The fraudsters went to amazing lengths to copy deVere’s highly-respected brand, even making company stationery and personalised business cards to make them look as ‘genuine’ as possible. As a result, deVere has launched a number of public awareness campaigns recently in a bid to shield clients from potentially devastating losses of hard-earned savings. For example, deVere United Kingdom’s Kevin White was quoted in the FT Adviser as saying that the cheats were “using the identity of deVere UK to dupe unsuspecting people into investing large amounts of life savings based on their so-called advice, often using aggressive sales tactics”.
Similarly, Mitch Hopkinson, deVere United Kingdom’s Head of East Midlands, has gone on record to say: “One of my long standing clients recently contacted me saying why I hadn’t spoken to him about the fantastic investment that someone in deVere Group had contacted him about. Obviously taken aback, I asked him what it was and to my surprise it was something I didn’t know ‘we’ offered. After looking at the paperwork, it was a fraudulent investment using our company logo, on some badly made up headed paper and bond purchase order forms.”
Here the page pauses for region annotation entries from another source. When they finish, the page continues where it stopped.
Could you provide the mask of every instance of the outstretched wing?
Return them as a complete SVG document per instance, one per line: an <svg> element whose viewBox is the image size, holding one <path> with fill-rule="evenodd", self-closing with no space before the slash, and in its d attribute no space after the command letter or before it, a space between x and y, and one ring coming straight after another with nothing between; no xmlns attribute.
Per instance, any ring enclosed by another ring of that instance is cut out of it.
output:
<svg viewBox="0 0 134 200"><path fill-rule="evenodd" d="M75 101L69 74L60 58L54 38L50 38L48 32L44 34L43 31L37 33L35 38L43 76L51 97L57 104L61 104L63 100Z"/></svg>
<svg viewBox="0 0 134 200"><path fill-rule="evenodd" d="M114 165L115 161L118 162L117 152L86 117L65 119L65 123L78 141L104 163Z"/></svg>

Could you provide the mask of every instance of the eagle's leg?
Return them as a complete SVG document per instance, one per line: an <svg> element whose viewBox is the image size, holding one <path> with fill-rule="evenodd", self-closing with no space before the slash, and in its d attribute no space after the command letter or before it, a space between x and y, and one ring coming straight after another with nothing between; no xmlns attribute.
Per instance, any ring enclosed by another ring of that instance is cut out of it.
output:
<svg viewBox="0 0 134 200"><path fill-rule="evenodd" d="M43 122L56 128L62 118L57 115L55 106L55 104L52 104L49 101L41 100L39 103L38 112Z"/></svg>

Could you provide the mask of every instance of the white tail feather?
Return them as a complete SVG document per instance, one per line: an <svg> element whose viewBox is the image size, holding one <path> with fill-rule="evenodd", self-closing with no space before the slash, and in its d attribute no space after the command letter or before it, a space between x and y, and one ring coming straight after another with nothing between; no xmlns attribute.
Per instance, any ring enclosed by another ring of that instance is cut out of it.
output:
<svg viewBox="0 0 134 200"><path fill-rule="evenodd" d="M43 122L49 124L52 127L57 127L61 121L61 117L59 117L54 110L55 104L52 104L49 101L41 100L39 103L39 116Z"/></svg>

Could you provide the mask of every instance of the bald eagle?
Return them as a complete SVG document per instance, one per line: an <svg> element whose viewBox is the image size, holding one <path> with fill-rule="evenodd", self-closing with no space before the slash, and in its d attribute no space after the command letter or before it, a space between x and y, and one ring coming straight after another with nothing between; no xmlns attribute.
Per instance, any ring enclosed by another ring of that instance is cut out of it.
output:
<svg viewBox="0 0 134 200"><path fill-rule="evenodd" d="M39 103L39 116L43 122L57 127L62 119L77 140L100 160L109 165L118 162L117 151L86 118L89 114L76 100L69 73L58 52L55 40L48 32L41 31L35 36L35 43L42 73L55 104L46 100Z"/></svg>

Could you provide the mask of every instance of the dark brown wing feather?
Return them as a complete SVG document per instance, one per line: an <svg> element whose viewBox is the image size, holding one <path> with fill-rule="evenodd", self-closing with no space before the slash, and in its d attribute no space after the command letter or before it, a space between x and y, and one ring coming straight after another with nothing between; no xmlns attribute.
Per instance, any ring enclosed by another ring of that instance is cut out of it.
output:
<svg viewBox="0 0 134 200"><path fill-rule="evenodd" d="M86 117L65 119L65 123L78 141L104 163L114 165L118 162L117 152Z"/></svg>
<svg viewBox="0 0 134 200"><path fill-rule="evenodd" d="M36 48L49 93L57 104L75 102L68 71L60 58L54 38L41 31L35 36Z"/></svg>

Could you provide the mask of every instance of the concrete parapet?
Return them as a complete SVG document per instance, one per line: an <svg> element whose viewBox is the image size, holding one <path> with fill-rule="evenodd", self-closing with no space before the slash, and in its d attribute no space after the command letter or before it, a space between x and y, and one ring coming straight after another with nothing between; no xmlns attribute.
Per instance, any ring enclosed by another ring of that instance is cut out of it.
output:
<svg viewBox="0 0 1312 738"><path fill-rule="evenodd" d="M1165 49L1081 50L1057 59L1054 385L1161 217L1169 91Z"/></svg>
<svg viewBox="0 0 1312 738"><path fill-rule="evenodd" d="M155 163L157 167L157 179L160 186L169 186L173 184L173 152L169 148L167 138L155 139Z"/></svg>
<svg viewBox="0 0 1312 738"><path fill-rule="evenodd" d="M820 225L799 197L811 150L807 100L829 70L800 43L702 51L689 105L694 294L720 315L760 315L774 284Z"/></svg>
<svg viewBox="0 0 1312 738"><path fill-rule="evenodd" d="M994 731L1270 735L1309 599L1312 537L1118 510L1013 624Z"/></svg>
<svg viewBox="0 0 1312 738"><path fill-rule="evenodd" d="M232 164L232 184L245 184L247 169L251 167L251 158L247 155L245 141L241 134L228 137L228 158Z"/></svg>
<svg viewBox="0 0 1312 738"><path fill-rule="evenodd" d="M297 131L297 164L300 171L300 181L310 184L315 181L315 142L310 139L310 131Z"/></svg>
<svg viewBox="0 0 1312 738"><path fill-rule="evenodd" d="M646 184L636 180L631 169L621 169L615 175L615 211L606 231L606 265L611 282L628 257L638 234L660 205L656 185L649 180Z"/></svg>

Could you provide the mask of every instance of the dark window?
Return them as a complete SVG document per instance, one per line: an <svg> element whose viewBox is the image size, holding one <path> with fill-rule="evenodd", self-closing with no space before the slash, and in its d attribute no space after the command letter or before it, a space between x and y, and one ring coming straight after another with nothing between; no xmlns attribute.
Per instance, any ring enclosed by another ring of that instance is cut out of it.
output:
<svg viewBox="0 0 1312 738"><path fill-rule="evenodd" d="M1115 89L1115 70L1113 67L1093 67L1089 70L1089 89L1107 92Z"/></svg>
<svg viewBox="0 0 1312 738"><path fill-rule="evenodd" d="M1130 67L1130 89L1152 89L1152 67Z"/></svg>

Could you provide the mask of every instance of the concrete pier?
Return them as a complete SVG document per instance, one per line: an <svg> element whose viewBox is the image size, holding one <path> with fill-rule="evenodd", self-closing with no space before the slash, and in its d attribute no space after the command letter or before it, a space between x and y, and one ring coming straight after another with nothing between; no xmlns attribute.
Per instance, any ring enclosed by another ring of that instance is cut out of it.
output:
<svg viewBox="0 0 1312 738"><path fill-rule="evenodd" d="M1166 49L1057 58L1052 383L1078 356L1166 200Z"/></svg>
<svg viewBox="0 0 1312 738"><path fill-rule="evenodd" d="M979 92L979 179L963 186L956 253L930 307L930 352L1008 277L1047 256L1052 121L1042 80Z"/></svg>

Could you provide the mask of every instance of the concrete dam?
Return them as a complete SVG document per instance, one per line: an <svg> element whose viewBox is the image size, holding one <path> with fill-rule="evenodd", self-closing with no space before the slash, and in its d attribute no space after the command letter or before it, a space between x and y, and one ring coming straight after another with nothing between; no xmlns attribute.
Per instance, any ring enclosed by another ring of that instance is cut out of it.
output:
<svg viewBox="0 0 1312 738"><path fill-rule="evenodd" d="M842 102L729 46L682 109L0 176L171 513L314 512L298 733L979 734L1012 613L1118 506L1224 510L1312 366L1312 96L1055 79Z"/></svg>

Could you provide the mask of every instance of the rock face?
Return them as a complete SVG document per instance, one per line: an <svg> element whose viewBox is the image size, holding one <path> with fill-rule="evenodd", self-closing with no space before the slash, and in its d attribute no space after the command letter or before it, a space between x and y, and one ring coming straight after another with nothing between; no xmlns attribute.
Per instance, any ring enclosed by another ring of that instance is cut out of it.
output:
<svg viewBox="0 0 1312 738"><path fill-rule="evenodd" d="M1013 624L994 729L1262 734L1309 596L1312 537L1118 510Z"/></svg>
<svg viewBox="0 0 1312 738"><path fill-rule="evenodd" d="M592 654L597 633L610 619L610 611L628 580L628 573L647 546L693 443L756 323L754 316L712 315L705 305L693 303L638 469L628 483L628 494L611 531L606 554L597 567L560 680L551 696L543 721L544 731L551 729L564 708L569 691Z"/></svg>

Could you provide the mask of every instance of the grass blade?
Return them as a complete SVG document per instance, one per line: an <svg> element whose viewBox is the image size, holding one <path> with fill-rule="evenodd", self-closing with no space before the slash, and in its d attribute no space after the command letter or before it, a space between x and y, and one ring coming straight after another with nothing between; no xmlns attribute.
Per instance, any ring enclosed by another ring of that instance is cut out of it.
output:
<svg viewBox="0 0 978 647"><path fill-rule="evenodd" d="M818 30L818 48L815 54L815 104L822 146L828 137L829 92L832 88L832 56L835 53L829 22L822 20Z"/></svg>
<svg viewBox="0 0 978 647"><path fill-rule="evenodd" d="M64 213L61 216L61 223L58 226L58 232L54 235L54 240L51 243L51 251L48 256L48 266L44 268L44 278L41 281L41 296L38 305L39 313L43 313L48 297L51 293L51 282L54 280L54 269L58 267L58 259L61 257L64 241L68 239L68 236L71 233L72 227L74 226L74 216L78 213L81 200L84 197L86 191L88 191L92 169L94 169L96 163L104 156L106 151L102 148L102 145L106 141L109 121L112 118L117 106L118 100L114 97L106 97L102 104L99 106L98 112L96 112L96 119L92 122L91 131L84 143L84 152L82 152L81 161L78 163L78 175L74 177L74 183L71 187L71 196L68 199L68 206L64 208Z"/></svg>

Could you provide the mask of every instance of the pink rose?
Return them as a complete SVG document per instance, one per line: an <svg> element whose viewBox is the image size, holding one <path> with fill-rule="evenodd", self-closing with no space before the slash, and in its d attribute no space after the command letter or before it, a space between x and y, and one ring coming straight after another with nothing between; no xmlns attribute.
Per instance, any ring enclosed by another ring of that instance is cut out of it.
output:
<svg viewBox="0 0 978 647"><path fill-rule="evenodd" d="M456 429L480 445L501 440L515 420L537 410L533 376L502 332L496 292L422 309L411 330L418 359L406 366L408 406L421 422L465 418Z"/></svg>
If you believe you have been targeted by a suspected fraudster, the most important thing to do is to notify the police and Action Fraud. It’s advisable to be aware of anything that appears ‘too good to be true’, or requests to transfer funds to overseas accounts.
With this problem becoming a growing issue, it’s absolutely imperative that the government tackles it head on, and works closely with institutions likes the OECD as they have done on another serious global financial matter, such as tax evasion. ‘Boiler room’ scams devastate people’s lives, so working to eradicate them must be prioritised.